I breathe a laugh. “Do you even believe in this stuff?”

“I do,” she says. “But at the end of the day, the cards have no power over me or you. They’re merely a guide, something meant to point us in the right direction like...” Her lips twitch. “Like a kind of escort.”

I hold my breath as she lays three cards face down between us. Her hand hovers over the first card on her left as she looks at me.

“Now, let’s see the state of things...” she muses.

She flips over the card and grins.

The Lovers.

“Well, now!” she says. “That’s a contrast.”

My cheeks burn. “It’s not what you think...”

“Oh, but it is,” she says. “It’s love and devotion. Mutual respect and loyalty. Explosive sex, once you’re ready.” She shakes her head. “This new change in your life might not be the nightmare you fear.”

“I’m not afraid,” I say.

“Your eyes tell me differently.”

I press my lips together as she turns the second card.

The Tower.

“And so does this,” she says with a hard edge in her voice.

“What does it mean?” I ask.

“Destruction,” she answers. “Full, inevitable collapse of something dear; something taken for granted.”

Like the air in my lungs, perhaps?

My shoulders sink.

Cassandra’s eyes wander my face. “But once the tower falls, there’s hope. Like a phoenix rising out of the ashes, something stronger crawls out of the rubble.”
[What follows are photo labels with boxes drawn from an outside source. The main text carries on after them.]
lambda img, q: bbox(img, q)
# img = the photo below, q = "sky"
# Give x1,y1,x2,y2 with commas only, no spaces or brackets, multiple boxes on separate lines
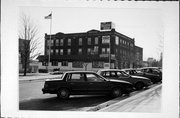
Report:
19,6,164,60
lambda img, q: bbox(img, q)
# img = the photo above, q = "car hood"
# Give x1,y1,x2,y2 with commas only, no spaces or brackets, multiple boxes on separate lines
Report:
108,79,131,84
131,75,150,80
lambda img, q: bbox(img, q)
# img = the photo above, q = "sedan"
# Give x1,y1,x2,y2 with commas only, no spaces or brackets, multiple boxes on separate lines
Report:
97,69,152,90
42,71,133,99
122,68,162,83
“And where does that lead me?” I ask.

She stares at me as she reveals the third card.

Death.

I exhale hard as a lump forms in my throat. “Right,” I whisper. “Of course.”

There’s no escaping it.

There never was any escape from it.

“You misunderstand your card, Tannis,” Cassandra says. “Death isn’t necessarily literal. Life and death, it’s all cyclical. It’s the end of one thing so that another can begin. This end you fear...” She tilts her head. “Well, would you rather lie in the rubble or will you spread your wings and fly out of it?” Her eyes flick toward The Lovers and she smiles. “I know which one I’d choose.”

I take a deep breath as that warm ribbon grips my heart all over again.